When it comes to China, fiscal is the main game

Chris Weston
Head of Research
15 Aug 2023
China has been front on mind, with concerns around a slowing economy amid a lethargic response to roll out the highly anticipated fiscal support post-Politburo. Concerns around Country Garden and Zhongzhi Enterprise Co have also impacted sentiment with a credit event firmly on the radar after Country Garden missed a coupon payment and have until 6 Sept to obtain the cash.

One of the big issues is the lack of impetus from the government to go hard on the support levers. That needs to change, or Chinese equity markets will find sellers into strength and ultimately trend weaker. A bazooka-type stimulus is certainly not on the cards, but a coherent, coordinated, and structured stimulus is possible and progressively demanded by the market.  


Today’s July high-frequency economic data showcases why the market lacks any conviction to buy anything China-related. Industrial production slowed to a 3.7% annualised run rate (from 4.3%) and missed consensus expectations by 60bp.
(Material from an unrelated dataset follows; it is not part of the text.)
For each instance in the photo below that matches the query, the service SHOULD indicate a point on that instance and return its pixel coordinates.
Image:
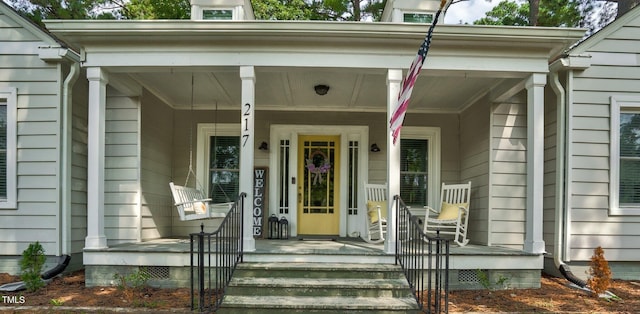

Retail sales grew a meagre 2.5% (vs 4% eyed) and this seems the data point to view going forward, given we heard today from Cai Fang (a policy maker at the PBoC), detailing that the top priority now is to stimulate household consumption. 

The incentive for a reversal in demand needs to happen; the sooner the better. 

July property and residential sales were woeful (vs expectations) and again feeds into the need to do more on the property front. 

The silver lining?

Media reports are doing the rounds that Country Garden is liaising with bondholders to extend repayments on a bond maturing 2 Sept by 36 months. We’ll see if can result in a lift in Country Garden’s offshore bonds, many of which are trading at 7 or 8 cents in the USD. The equity market will watch credit markets, as this pricing suggest a default is a done deal.

The PBoC are not waiting

We may be waiting for the fiscal measures to impact but the PBoC is not hesitating on the monetary policy side – on the day, we’ve seen a 15bp cut to the 1yr MLF (Medium Lending Facility) to 2.5%, as well as a 10bp cut to the 7-day repo rate to 1.8% - neither were expected today. Granted, the consensus view was that we’d see policy easing through Q3, but the PBoC has taken the decision to not hang about. 


USDCNH has rallied to 7.3120 and despite the PBoC’s best efforts to limit the upside with a CNY ‘fixing’ 671p stronger than market estimates, few in the market are selling USDCNH. The market are desensitised to the daily CNY fixing (each day at 11:15 AEST) and have come to the view that if the PBoC really meant business in its quest to drive the yuan higher they could run down part of its $3.2t. I am happy to stay long this cross. 

We’re also seeing solid outflows from China in HK through the Northbound ‘connect’ and this has been a consistent theme for the past six trading sessions – it's little wonder USDCNH is rallying as capital moves offshore. 

Chinese equity isn’t buying into the monetary policy easing and we see a heavy tape. Fiscal is the main game in town and the market wants headlines to work with, right now. The governments call to stop publishing youth unemployment numbers today, is also weighing on international capital, as transparency concerns resonate. For index traders headlines matter – when they come, we look at signal vs noise… keep your eyes peeled.